La Primaire populaire, c’est cette initiative prise par quelques militants de gauche, il y a 18 mois, qui se sont dit que le seul moyen de gagner la présidentielle 2022 était d’avoir un candidat (et un seul) derrière lequel se rangeraient toutes les familles politiques situées à la gauche de La République en Marche. Un raisonnement qui se tient, qui a un précédent historique, le Programme commun qui avait permis à François Mitterrand d’être vainqueur en 1981.
Un vote électronique
Ni une ni deux, les initiateurs de la Primaire populaire ont créé une association, puis une deuxième pour lever des fonds. Ils ont créé un Bureau, en fait l’organe de direction de cette structure, et puis un Conseil d’orientation, et puis un Conseil des Partis, et puis un Département politique et partenariat, en somme ils ont tout fait comme les grands, même s’ils ne sont en réalité que 18 permanents. Bon, pas grave, ça fait sérieux, ça fait ronflant, et ça a permis d’aboutir à la rédaction d’un Socle commun (Socle avec une majuscule, c’est le document fondateur), qui comprend dix chapitres et des dizaines de propositions que le ou la vainqueur de la Primaire populaire doit s’engager à appliquer. Cette Primaire se déroule en fin de semaine prochaine, les inscriptions seront closes ce week-end.
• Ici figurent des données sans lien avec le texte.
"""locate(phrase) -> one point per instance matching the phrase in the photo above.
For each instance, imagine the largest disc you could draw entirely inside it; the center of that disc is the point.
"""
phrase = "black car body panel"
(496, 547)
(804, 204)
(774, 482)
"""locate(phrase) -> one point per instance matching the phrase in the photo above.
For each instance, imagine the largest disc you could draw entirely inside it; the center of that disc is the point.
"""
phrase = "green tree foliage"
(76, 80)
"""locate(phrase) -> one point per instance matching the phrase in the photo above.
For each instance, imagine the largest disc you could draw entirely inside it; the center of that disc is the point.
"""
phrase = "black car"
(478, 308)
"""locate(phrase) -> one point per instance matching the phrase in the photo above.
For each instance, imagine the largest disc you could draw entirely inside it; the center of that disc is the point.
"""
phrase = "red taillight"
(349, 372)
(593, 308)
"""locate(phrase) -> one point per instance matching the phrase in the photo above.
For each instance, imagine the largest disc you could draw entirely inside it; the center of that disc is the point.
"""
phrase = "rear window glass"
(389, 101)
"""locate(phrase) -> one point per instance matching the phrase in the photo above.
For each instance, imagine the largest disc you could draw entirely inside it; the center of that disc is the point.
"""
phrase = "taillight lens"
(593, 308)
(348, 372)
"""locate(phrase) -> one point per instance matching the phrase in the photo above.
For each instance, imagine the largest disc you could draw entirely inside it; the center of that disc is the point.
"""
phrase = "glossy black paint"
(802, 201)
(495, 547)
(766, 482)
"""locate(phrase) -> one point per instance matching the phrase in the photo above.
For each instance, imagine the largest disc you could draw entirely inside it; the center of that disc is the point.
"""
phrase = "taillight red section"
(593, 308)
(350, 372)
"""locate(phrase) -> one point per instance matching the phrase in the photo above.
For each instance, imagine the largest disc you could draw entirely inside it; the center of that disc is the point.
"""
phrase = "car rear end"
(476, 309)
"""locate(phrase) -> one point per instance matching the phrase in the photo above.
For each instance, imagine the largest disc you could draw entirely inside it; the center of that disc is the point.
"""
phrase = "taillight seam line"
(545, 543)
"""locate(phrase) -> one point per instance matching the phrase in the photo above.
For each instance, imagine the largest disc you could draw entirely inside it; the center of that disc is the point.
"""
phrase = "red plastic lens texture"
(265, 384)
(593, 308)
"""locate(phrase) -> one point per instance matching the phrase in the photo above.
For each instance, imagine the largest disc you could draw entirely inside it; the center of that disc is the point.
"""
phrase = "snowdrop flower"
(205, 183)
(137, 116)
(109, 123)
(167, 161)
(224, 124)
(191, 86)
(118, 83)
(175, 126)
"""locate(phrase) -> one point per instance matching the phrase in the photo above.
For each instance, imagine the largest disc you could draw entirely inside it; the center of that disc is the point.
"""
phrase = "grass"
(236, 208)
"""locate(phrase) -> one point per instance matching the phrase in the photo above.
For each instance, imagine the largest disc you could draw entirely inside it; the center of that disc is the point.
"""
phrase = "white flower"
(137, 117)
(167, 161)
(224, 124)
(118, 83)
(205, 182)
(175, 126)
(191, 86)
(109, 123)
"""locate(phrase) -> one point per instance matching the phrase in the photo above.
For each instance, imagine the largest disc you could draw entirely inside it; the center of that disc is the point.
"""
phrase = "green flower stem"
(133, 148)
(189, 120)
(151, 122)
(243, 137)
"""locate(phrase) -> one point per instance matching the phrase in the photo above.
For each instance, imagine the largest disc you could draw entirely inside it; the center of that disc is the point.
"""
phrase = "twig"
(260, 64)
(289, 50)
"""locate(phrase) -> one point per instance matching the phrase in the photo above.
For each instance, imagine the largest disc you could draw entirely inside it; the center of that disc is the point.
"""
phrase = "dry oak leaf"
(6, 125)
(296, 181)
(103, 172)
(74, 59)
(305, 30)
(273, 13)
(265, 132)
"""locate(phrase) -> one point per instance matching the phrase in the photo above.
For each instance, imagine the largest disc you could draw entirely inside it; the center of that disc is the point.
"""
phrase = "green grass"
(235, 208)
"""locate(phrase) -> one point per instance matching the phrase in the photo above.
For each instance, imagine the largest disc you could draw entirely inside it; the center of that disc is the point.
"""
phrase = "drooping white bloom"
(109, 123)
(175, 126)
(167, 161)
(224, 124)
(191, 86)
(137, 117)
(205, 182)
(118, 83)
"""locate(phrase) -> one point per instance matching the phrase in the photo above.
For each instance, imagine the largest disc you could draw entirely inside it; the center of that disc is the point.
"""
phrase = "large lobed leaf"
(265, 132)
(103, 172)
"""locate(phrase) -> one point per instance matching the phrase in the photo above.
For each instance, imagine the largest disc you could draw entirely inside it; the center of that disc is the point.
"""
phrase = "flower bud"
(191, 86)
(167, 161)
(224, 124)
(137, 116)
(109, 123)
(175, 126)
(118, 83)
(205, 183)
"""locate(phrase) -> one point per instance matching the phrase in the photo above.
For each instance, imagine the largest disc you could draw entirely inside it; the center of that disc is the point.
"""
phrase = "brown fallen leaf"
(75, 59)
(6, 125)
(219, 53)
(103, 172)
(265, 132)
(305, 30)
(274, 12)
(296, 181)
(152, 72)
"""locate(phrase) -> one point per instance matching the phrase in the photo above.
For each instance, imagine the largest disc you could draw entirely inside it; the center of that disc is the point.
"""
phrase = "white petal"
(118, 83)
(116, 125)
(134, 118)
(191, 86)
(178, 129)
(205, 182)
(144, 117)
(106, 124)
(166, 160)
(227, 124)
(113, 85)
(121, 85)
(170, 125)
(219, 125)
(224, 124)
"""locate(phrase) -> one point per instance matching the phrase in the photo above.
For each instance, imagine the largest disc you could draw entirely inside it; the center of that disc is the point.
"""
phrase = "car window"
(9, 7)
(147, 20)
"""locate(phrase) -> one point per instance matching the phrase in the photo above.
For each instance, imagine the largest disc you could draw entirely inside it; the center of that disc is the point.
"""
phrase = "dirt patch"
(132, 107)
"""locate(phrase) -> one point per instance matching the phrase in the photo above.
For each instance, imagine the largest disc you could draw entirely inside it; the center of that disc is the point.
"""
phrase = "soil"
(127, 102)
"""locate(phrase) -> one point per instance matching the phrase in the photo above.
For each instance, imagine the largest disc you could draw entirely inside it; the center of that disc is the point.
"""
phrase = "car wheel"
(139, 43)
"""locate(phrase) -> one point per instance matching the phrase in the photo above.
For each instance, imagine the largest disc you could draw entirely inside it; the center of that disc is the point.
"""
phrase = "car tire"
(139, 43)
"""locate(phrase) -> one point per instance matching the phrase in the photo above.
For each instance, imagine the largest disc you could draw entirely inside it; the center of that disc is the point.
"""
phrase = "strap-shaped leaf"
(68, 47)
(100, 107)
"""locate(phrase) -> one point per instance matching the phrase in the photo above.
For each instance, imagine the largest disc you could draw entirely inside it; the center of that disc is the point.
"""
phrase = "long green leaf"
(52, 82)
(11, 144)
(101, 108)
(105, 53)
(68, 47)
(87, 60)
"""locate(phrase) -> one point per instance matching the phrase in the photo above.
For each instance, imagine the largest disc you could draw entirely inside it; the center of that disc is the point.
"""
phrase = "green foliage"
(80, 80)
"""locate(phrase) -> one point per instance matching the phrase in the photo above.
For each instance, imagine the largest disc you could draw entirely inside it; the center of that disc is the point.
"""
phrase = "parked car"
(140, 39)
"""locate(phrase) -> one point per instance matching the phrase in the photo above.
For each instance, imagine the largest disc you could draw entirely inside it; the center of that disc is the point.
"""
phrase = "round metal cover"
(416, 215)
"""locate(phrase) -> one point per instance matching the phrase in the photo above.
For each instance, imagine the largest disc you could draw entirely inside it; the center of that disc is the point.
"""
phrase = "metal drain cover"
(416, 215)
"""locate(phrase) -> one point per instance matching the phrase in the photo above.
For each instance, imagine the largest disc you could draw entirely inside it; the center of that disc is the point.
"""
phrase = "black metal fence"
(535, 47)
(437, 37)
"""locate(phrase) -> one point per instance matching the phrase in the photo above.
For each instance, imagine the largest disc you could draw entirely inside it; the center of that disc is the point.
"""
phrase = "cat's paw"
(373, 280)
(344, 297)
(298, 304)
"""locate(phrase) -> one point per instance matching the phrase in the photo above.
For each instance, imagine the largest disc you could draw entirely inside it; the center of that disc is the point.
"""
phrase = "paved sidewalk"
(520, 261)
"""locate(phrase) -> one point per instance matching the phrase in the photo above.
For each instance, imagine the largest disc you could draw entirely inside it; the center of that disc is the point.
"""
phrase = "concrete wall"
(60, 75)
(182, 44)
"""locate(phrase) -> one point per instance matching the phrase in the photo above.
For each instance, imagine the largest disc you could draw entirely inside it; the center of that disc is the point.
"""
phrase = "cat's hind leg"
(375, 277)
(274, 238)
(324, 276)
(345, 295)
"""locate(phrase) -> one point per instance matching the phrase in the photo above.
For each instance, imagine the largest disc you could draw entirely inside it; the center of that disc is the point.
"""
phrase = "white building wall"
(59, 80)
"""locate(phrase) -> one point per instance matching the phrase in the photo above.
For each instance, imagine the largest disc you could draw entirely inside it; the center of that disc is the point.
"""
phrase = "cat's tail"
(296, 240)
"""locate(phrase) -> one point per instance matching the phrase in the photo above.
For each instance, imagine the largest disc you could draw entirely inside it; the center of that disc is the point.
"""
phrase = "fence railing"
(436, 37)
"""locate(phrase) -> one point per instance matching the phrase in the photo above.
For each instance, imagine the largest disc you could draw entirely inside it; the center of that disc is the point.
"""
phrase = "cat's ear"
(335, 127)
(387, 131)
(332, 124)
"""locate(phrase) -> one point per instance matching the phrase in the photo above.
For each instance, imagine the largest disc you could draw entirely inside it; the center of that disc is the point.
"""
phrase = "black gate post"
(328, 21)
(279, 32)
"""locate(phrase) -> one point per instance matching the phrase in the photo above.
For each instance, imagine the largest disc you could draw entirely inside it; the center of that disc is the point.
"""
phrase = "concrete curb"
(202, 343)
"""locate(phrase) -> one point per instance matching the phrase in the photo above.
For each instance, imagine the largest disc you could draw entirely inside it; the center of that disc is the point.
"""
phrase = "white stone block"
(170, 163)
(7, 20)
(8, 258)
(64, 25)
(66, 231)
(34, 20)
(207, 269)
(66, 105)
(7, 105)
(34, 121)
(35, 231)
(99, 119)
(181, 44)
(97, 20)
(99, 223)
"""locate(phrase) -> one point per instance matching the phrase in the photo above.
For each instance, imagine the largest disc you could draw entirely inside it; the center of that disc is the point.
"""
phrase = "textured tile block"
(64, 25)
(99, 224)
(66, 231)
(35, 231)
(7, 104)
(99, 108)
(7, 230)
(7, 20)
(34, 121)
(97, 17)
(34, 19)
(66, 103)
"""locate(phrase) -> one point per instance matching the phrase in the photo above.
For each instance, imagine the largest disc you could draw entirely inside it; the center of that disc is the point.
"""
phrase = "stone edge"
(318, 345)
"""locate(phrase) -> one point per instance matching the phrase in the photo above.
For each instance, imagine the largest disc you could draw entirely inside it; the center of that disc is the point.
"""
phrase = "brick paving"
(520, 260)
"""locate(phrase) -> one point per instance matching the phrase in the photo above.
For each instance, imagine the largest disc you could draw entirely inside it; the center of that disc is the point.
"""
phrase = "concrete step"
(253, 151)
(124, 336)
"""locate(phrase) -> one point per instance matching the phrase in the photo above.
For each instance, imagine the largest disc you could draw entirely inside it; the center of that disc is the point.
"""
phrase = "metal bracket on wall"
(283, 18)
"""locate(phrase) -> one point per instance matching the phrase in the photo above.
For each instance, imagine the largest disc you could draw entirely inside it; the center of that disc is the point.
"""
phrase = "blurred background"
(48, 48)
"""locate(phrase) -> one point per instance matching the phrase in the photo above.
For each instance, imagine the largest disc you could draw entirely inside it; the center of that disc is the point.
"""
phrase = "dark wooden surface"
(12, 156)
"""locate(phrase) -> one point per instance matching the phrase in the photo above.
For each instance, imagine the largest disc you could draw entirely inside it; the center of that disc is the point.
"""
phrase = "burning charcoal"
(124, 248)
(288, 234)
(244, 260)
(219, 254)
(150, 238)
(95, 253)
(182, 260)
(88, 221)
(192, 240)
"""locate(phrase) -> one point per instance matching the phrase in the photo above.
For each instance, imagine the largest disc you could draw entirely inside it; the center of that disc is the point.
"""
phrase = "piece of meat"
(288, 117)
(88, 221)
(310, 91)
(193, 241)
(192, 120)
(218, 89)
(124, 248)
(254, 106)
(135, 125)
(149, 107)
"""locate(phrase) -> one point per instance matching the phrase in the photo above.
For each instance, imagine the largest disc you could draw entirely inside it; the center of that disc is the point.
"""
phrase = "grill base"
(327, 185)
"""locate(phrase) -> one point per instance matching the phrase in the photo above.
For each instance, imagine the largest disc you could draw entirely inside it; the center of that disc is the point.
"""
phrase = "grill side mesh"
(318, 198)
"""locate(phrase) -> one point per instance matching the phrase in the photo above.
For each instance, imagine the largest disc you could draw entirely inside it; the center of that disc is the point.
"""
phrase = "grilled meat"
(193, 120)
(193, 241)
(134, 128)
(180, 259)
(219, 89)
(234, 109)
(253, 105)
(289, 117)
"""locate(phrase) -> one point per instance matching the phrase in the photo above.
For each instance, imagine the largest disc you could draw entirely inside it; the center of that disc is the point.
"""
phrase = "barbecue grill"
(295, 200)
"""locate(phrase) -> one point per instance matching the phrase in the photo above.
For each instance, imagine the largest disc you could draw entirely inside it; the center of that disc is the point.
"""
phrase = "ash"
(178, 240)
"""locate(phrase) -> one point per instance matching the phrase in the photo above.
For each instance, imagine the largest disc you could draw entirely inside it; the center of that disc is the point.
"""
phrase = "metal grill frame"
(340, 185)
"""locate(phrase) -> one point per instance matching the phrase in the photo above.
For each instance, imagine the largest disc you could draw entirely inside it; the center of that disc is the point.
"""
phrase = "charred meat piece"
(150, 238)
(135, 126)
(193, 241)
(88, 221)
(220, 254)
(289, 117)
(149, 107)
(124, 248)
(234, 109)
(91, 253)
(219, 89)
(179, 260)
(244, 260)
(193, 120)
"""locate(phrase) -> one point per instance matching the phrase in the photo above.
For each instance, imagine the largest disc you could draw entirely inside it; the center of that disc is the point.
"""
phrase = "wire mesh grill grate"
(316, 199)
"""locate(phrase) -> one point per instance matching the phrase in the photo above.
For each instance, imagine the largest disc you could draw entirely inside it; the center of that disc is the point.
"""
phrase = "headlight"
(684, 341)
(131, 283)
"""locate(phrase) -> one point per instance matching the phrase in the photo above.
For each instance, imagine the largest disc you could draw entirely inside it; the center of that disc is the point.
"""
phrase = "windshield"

Le vote sera électronique. C’est désormais un processus assez simple à mettre en place. Mais attention, ce ne sera pas un vote classique, mais un scrutin préférentiel. C’est-à-dire que chaque votant pourra classer ses choix par ordre de préférence, et tout ça sera placé sous le contrôle d’une Haute autorité de contrôle du vote (HACV), mais oui, désignée on ne sait comment et contrôlant on ne sait quoi. Et ce n’est pas la seule bizarrerie de cette Primaire populaire. Le plus étrange, c’est que les organisateurs se sont arrogé le droit de mettre sur les bulletins de vote les noms de candidats qui refusent obstinément et définitivement d’y figurer. Jean-Luc Mélenchon et Yannick Jadot rejettent la totalité de cette démarche, comme Anne Hidalgo qui s’est finalement, après deux ou trois revirements, alignée sur cette position.
Un programme très à gauche
Tant pis, disent les organisateurs, on maintient votre candidature. Grosse colère de La France Insoumise et des Verts, qui menacent et font pression, mais pour l’instant en vain. C’est incroyable, mais voilà : cette Primaire populaire va peut-être désigner un candidat qui ne veut pas défendre le programme de cette drôle de bande d’activistes. Un programme bien ancré à gauche, très à gauche, avec le retour à une agriculture paysanne, un revenu minimum pour tous les jeunes dès 18 ans, un quota d’eau, d’électricité et de gaz gratuit pour tous, le retour (au choix) à la retraite à 60 ans, ou aux 32 heures ou à la semaine de 4 jours, et puis bien sûr, une hausse de l’impôt sur le revenu pour les ménages aisés et le rétablissement de l’ISF ?
Oui, mais pas un médiocre petit ISF, non : un impôt sur la fortune multiplié par 3 ou 5 : jusqu’à 20 milliards d’euros. Effectivement, c’est clairement à gauche. Mais après tout, pourquoi est-ce que tous les candidats de gauche ne se prêtent pas au jeu ? Parce qu’ils ont déjà été désignés candidat officiel de leur parti (parfois déjà avec une primaire, comme Yannick Jadot), parce qu’ils ne veulent pas s’effacer derrière d’autres candidats et retirer leur candidature, parce qu’ils ont entre eux beaucoup de divergences, et parce qu’ils ne veulent pas se lier les mains et s’obliger à appliquer le Socle commun.
Taubira, grande favorite
On dit que la favorite, c’est Christiane Taubira, qui est très proche des organisateurs et est même soupçonnée d’avoir partie liée avec eux. En tout cas, elle compte clairement sur cette Primaire pour donner de l’élan à son entrée tardive en campagne. Mais la dernière rumeur en date, c’est que les militants de La France Insoumise sont en train de s’inscrire en masse pour faire gagner Jean-Luc Mélenchon. Ce serait malin : il dénonce, mais il sort vainqueur. Un dernier clou dans le cercueil de la crédibilité de cette Primaire.